Windows-1252 encoding to UTF-8

522 Views Asked by At

I'm working with an old software to collect acoustic data from a manufacturing process. The file that was generated is an encoding unknown to both me and every application I've used to open the file. I've also used python to try and convert the file from latin1 to UTF-8... no luck.

Could anyone suggest an alternative way to convert this code to something sensible? Or at the very least, help me confirm what encoding I'm dealing with? much appreciated!

The output should just be numbers. Ideally separated into columns and rows but any advice is appreciated.

encoded text

1

There are 1 best solutions below

0
Rahul Sahoo On

First, we need to determine the charset of the file. So we can either use chardet (python lib) or find -bi $file (Linux file command) to determine the charset. In practice, I have observed that chardet takes slightly longer processing time as compared to file command. Also, I'm executing my code in a Linux container so I don't have to worry about the availability of the file command.
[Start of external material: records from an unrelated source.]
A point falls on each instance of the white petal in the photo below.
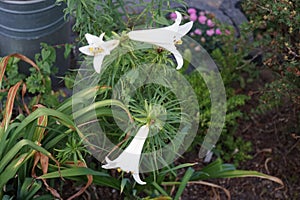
(92, 39)
(178, 17)
(110, 45)
(184, 29)
(86, 50)
(129, 159)
(101, 36)
(137, 178)
(98, 59)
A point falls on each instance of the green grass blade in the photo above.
(78, 171)
(9, 157)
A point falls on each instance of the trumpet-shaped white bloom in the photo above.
(165, 37)
(129, 159)
(98, 48)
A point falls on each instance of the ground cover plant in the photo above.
(115, 65)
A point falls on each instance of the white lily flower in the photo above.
(129, 159)
(98, 48)
(165, 37)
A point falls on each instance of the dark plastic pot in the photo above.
(24, 24)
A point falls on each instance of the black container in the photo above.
(24, 24)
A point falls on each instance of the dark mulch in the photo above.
(276, 151)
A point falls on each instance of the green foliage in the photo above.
(95, 17)
(37, 81)
(275, 27)
(206, 29)
(229, 58)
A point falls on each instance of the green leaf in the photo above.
(78, 171)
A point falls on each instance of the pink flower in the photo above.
(192, 11)
(201, 13)
(202, 19)
(218, 31)
(198, 31)
(210, 23)
(210, 32)
(193, 17)
(173, 16)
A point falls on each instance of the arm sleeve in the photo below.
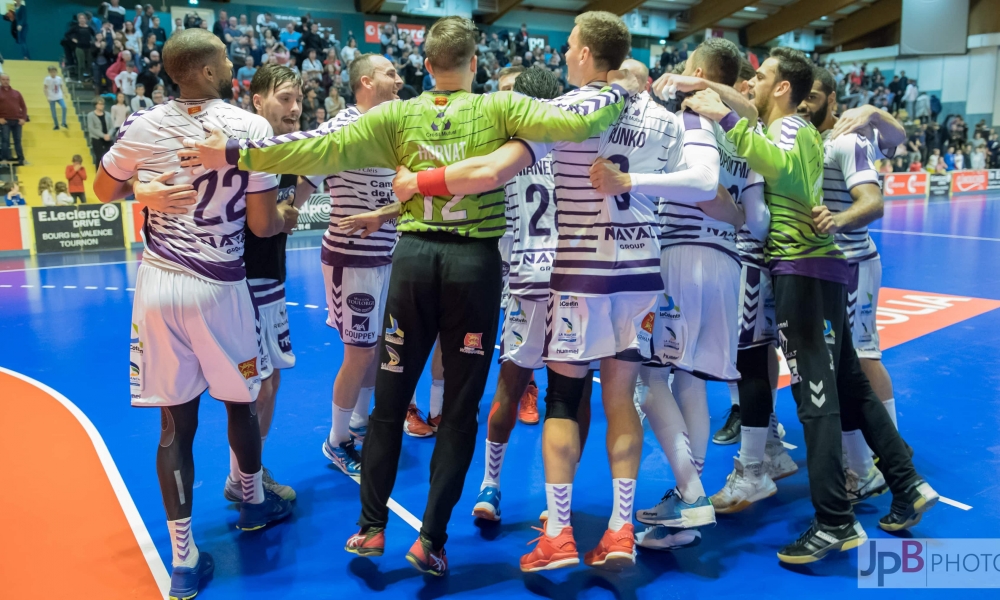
(697, 182)
(367, 142)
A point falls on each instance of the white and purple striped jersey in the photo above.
(849, 161)
(207, 241)
(351, 193)
(531, 215)
(609, 245)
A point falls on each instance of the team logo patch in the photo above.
(361, 303)
(248, 368)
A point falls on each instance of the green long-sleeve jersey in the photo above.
(789, 155)
(435, 129)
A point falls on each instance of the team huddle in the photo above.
(663, 247)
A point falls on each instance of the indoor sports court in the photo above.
(84, 505)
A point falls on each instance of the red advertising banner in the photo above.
(373, 29)
(905, 184)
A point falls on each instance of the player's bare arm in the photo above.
(868, 206)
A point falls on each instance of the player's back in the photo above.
(207, 240)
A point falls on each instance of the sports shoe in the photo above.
(778, 463)
(415, 425)
(185, 581)
(730, 432)
(744, 486)
(615, 551)
(860, 489)
(527, 412)
(551, 552)
(820, 540)
(233, 491)
(423, 557)
(488, 504)
(658, 537)
(906, 511)
(345, 457)
(370, 542)
(257, 516)
(673, 511)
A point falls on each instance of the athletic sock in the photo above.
(340, 431)
(437, 397)
(558, 499)
(890, 407)
(859, 456)
(621, 513)
(253, 487)
(362, 408)
(182, 543)
(752, 443)
(494, 462)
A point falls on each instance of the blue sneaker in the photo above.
(672, 511)
(185, 581)
(345, 457)
(257, 516)
(488, 504)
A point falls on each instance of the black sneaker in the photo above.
(820, 540)
(907, 510)
(730, 432)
So for this reason I'm using the file command with the help of subprocess lib from Python to get the charset.

  1. Function to run Linux commands via python. run_cmd will run the provided linux command and return a tuple of stdout and stderr in string format.
def run_cmd(cmd: str) -> tuple[str, str]:
    process = subprocess.Popen(
        cmd,
        stdout=subprocess.PIPE,
        stderr=subprocess.PIPE,
        text=True,
        shell=True
    )
    std_out, std_err = process.communicate()
    return std_out, std_err
  1. Execute file command and process the result from run_cmd. If a file is encoded with us-ascii it will return this us-ascii as charset.
def get_charset(file: str) -> str | None:
    charset_cmd = f"file -bi {file}"
    std_out, std_err = run_cmd(charset_cmd)
    for result in std_out.strip("\n").split():
        if result.startswith('charset='):
            return result.split('charset=')[1]
    return None
  1. Using the identified charset you can convert the file to utf-8 or some other encoding.
def convert_charset(file: str, from_encoding: str, to_encoding: str, inplace=False):
    output_file = f"{get_file_name(file)}.utf8.{get_file_extension(file)}"
    try:
        with codecs.open(file, 'r', encoding=from_encoding) as f_in:
            with codecs.open(output_file, 'w', encoding=to_encoding) as f_out:
                f_out.write(f_in.read())
        if inplace:
            shutil.move(output_file, file)
    except Exception as ex:
        log.error(f"Error occurred while converting charset of file={file} from={from_encoding} to={to_encoding}")
        raise ex
  1. Now use the above command to convert your file.
charset = get_charset(file)
log.info(f"charset: {charset}")

convert_charset(file, charset, 'utf-8', inplace=True)

This will convert the file into a utf-8 encoded file.

Note: I have used log to print messages. You can use print instead.